The order on reconsideration is unclear as to the grounds for reducing the award of fees and costs by $6,000. Accordingly, we remand the case to the single justice for a more detailed explanation of the basis for this reduction. Such an explanation is necessary to ensure a fair process and to facilitate any possible appellate review. Where, as here, the single justice chooses to make a substantial adjustment in fees and costs, reasons are necessary for his ruling, particularly with regard to the grounds for reduction stated by the Commonwealth.

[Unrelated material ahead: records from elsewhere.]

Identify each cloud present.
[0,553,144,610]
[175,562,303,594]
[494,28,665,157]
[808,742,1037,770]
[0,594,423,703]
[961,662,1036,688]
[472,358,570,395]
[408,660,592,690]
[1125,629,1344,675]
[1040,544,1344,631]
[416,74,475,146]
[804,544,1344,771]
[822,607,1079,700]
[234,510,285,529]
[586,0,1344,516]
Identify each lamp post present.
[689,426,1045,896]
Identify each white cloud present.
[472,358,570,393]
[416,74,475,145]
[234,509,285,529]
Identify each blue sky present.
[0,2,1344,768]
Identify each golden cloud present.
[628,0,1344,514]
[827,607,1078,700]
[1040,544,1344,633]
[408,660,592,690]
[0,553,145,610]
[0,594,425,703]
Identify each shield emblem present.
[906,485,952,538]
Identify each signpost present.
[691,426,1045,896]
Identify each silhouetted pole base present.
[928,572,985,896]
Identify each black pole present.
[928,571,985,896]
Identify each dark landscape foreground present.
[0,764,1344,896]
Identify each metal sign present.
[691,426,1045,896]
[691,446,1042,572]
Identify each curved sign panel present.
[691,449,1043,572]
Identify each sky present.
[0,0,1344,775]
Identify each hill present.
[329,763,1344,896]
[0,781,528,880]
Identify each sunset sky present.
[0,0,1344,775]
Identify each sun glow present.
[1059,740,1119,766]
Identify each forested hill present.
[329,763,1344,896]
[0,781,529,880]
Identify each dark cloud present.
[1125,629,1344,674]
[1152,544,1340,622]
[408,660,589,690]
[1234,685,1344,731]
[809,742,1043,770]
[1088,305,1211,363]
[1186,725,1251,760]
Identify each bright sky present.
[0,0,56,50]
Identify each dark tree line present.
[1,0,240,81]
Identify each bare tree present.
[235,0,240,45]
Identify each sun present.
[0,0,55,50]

In addition, we are of opinion that attorney's fees and costs incurred in connection with defending the original fee and cost award against the Commonwealth's motion for reconsideration are compensable, so long as they are reasonable, necessary, and not duplicative. Cf. Stratos v. Department of Pub. Welfare, 387 Mass. 312 , 325 (1982) ("As a general rule, time spent in establishing and defending a fee, or objecting to an unduly small award, should be included in the final calculation of the award"). Accordingly, we also remand that aspect of the single justice's decision denying fees and costs associated with opposing the Commonwealth's motion for reconsideration of the original attorney's fee and cost award to the county court for a determination whether the fees and costs so incurred were reasonable, necessary, and not duplicative and, if so, for determination of an appropriate payment. The single justice shall also allow and determine the defendant's counsel's reasonable attorney's fees and costs in connection with this appeal, solely to the extent that they directly relate to the issue for which the case is remanded. See Commonwealth v. Gonsalves, supra at 622 (fees in connection with appeal related to motion seeking enforcement of payment order); Stowe v. Bologna, 417 Mass. 199 , 206 (1994); Stratos v. Department of Pub. Welfare, supra.
John M. Thompson (J. Drew Segadelli with him) for the defendant.
Robert C. Thompson, Assistant District Attorney, for the Commonwealth.
[Note 1] The single justice had the matter of fees and costs before him pursuant to the penultimate sentence in Commonwealth v. Gonsalves, 432 Mass. 613 , 622 (2000).